In the description of the PixelPusher Board on this page.... http://www.heroicrobotics.com/order ... it says that it controls 8 strips. So how do you add more?
Thanks
Graham
To add more strips you simply add more controllers. They network together in a self-organizing network that can be extended indefinitely without user intervention- you plug in another controller and it goes. We ran five controllers to run the trees in the video; they use some fairly sophisticated mathematics (a fractal algorithm) to manage synchronization without requiring communication between controllers, so the system can be expanded to any size that you have control bandwidth for. We've run 20 (that would run 160 strips, more than 38000 pixels) on one laptop over gigabit ethernet before, and it worked fine. Though we didn't actually attach strips to those- our lab isn't big enough!
Last edited by heroic; 07-25-2013 at 12:42.
suppose you're thinkin' about a plate o' shrimp. Suddenly someone'll say, like, plate, or shrimp, or plate o' shrimp out of the blue, no explanation. No point in lookin' for one, either. It's all part of a cosmic unconciousness.
Thanks. How easy is it to do stuff with?
I guess there would be 3 things I'd like to do.
Connect to any movie file / Live cam.
Play coded algorithms (Maths) No idea how I'd do it but ...
Play dynamic algorithms that use either a sound to affect the output or some other variable.
Graham
what you've described sounds like a perfect task for "processing" http://www.processing.org/
which.. just happens to work like a champ with pixel pusher.
suppose you're thinkin' about a plate o' shrimp. Suddenly someone'll say, like, plate, or shrimp, or plate o' shrimp out of the blue, no explanation. No point in lookin' for one, either. It's all part of a cosmic unconciousness.
The first one (movie files) is dead easy- one of the examples we ship plays videos
The second one (live cam) is also dead easy- we ship a webcam example too.
Coded algorithms are exactly what Processing is designed for. Check out processing.org, we ship a library that plugs into this and makes it easy to drive LEDs. It takes care of all the work of getting data from Processing to the LEDs in realtime. All you have to do is a little cut and paste and any Processing algorithm comes out on the LEDs.

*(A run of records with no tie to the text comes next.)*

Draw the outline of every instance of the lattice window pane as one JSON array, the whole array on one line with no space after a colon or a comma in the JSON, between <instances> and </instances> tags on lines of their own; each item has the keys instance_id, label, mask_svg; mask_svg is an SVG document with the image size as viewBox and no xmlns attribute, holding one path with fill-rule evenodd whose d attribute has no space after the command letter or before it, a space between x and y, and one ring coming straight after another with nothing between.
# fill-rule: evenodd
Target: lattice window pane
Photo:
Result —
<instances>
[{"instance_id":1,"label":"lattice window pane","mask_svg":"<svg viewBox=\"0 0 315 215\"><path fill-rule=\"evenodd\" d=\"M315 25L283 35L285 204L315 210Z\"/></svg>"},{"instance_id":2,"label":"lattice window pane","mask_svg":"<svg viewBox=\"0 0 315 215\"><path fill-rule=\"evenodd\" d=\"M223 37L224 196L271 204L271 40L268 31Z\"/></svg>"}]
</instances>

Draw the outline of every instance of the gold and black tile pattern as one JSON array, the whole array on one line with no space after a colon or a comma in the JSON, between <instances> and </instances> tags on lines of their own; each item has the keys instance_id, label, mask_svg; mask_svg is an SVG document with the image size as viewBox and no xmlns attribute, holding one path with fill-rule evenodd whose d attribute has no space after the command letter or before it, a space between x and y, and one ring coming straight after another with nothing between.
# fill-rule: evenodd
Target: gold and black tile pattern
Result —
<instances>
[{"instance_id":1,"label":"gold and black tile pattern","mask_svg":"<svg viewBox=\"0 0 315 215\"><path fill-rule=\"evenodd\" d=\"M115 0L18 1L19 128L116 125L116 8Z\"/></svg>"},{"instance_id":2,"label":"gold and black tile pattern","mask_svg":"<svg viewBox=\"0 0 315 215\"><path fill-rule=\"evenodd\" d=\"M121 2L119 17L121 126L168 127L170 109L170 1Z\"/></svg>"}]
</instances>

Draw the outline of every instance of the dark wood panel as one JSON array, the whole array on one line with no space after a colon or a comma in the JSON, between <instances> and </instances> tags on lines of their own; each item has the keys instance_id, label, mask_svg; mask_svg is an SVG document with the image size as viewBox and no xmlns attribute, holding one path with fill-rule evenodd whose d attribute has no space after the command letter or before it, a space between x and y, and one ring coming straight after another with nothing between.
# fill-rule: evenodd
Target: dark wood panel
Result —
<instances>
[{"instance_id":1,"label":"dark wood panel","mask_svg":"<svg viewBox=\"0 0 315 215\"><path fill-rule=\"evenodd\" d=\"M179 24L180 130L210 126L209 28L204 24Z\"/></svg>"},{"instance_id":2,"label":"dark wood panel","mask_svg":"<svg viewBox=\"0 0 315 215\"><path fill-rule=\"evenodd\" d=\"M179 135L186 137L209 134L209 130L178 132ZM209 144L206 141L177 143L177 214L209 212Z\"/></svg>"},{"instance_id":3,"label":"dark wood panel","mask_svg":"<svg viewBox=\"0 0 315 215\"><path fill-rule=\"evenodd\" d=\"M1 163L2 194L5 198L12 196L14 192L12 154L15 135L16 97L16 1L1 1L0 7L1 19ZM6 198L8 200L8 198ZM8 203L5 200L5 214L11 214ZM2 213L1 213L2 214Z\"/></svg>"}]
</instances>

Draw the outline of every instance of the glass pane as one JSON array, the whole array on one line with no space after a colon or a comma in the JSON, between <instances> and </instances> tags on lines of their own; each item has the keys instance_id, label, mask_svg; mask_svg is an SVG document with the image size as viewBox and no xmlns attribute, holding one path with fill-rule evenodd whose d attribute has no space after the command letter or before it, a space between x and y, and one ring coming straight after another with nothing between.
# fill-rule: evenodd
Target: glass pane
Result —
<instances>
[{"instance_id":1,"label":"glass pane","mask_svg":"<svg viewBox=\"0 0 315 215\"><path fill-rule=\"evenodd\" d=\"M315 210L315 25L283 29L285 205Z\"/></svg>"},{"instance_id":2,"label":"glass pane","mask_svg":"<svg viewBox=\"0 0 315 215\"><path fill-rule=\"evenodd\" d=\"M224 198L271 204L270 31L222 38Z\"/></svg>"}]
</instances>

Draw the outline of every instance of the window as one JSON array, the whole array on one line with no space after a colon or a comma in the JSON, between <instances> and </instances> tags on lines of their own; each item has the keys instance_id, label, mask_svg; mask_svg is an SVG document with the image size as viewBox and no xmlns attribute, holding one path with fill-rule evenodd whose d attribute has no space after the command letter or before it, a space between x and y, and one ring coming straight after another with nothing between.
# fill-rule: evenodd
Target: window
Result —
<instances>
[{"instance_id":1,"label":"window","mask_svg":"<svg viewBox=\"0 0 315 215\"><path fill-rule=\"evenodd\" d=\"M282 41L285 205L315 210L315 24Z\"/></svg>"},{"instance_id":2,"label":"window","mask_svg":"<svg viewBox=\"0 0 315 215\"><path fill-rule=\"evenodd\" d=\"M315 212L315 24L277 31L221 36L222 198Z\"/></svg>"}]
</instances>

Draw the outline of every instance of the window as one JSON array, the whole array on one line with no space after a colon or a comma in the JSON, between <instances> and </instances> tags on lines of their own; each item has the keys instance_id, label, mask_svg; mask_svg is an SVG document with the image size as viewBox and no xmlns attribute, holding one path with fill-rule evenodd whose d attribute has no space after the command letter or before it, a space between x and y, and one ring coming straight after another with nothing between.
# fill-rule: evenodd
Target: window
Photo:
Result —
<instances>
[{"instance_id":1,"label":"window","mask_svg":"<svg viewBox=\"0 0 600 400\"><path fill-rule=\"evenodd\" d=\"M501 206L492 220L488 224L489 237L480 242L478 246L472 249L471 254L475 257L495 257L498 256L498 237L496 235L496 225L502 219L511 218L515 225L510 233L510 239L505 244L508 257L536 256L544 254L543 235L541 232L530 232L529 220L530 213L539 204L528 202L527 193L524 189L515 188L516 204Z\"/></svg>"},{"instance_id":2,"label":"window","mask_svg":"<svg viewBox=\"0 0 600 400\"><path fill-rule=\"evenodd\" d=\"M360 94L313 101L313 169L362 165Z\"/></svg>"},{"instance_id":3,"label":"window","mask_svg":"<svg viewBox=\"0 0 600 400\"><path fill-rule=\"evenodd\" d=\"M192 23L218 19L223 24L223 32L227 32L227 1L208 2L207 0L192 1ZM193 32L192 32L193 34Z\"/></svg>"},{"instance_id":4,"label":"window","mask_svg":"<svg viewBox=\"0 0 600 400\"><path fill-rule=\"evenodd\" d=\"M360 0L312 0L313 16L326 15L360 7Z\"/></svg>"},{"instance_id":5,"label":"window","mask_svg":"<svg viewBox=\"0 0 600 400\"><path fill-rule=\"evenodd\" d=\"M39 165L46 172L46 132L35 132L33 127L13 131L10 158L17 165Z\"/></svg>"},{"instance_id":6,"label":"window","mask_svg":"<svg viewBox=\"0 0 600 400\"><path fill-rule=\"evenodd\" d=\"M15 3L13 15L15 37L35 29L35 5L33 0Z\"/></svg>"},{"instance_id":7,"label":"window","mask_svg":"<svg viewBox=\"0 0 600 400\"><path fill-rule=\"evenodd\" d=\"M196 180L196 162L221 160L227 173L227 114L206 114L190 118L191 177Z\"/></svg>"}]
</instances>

We also ship an ArtNet bridge application that connects ArtNet to our system, and there's also a Syphon client.
I downloaded Processing. My mind is brimming with ideas. Just checking the wallet. I'm depressed again.
seriously tho will have a look at this. Looks wicked.
If our board is too rich for your blood, there's actually a port of our target protocol to the Raspberry Pi. Obviously it's up to you to get it working with whatever LEDs you have, but it plugs straight into our software, which is all open source. (You're welcome to buy our LED strips separately from the controller!)
http://forum.heroicrobotics.com/thre...ds-pixelpusher
Of course, doing this is going to involve a lot of messing around with LEDs- which is precisely what our hardware is designed to avoid. Also, you'll need to figure out some way to feed power to the LEDs, since you can't run them from the Raspberry Pi.